SentencePiece
SentencePiece is an unsupervised text tokenizer and detokenizer, primarily designed for Neural Network-based text generation systems where the vocabulary size is predetermined. It implements subword units like Byte-Pair Encoding (BPE) and Unigram Language Model, capable of training directly from raw sentences without pre-tokenization. The library is actively maintained with regular updates. The current version is 0.2.1.
Warnings
- breaking Starting from version 0.2.0, `sentencepiece` requires Python 3.9 or newer. Users on older Python versions (e.g., 3.8 or below) will encounter installation failures.
- gotcha If a pre-built wheel is not available for your specific Python version, operating system, or CPU architecture, `pip install sentencepiece` will attempt to build from source. This process requires a C++ compiler, CMake, and Python development headers to be installed on your system.
- gotcha Version 0.2.0 of `sentencepiece` had known compatibility issues with other libraries, specifically `transformers` and `tensorflow`, due to a flag redefinition that could lead to Python kernel crashes.
- gotcha Version 0.2.1 introduces experimental free-threading support. While `const` and `static` methods like `encode()` and `decode()` are designed to work without the GIL, non-const methods such as `load()` may have potential data race issues.
- gotcha When training a SentencePiece model, the `spm.SentencePieceTrainer.train()` method is optimized for file-based input, expecting a raw text file (typically one sentence per line). While it can accept an iterable, for large datasets, providing a file path (or a file-like object in environments with limited local filesystem access) is the standard and most efficient approach.
Install
-
pip install sentencepiece
Imports
- SentencePieceProcessor
import sentencepiece as spm sp = spm.SentencePieceProcessor()
- SentencePieceTrainer
import sentencepiece as spm spm.SentencePieceTrainer.train(...)
Quickstart
import sentencepiece as spm
import os
# Create a dummy text file for training
corpus_content = "This is a test sentence. SentencePiece is awesome.\nAnother example sentence for training."
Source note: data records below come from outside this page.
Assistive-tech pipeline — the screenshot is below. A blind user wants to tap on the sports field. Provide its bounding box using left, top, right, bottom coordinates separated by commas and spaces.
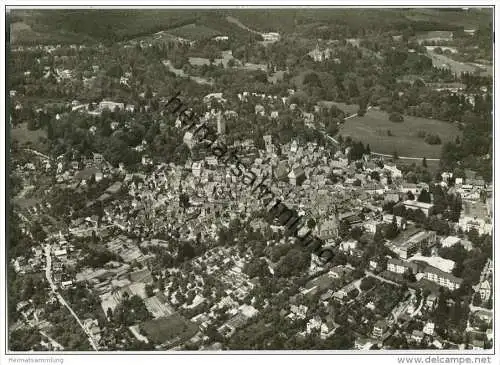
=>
339, 109, 462, 158
140, 313, 198, 344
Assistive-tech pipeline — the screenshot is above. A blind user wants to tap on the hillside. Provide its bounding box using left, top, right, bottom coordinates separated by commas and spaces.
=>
8, 8, 492, 43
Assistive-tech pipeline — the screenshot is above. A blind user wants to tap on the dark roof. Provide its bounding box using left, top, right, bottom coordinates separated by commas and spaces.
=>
75, 167, 101, 180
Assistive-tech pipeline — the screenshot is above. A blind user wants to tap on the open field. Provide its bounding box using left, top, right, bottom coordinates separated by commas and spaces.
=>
319, 100, 359, 116
140, 313, 198, 344
339, 109, 462, 158
427, 51, 484, 75
168, 24, 221, 41
10, 123, 47, 152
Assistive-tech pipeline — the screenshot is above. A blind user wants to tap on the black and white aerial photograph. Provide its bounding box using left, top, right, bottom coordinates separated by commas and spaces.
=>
2, 3, 498, 364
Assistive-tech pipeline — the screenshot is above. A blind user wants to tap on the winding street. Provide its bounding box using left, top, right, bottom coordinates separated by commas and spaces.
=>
44, 245, 99, 351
corpus_file = "corpus.txt"
with open(corpus_file, "w", encoding="utf-8") as f:
f.write(corpus_content)
model_prefix = "m_model"
vocab_size = 8000
# Train a SentencePiece model
spm.SentencePieceTrainer.train(
input=corpus_file,
model_prefix=model_prefix,
vocab_size=vocab_size
)
# Load the trained model
sp = spm.SentencePieceProcessor()
sp.load(f"{model_prefix}.model")
# Encode text
text_to_encode = "SentencePiece tokenization is powerful."
encoded_pieces = sp.encode_as_pieces(text_to_encode)
encoded_ids = sp.encode_as_ids(text_to_encode)
print(f"Original text: {text_to_encode}")
print(f"Encoded pieces: {encoded_pieces}")
print(f"Encoded IDs: {encoded_ids}")
# Decode IDs back to text
decoded_text = sp.decode_ids(encoded_ids)
print(f"Decoded text: {decoded_text}")
# Clean up generated model files
os.remove(f"{model_prefix}.model")
os.remove(f"{model_prefix}.vocab")
os.remove(corpus_file)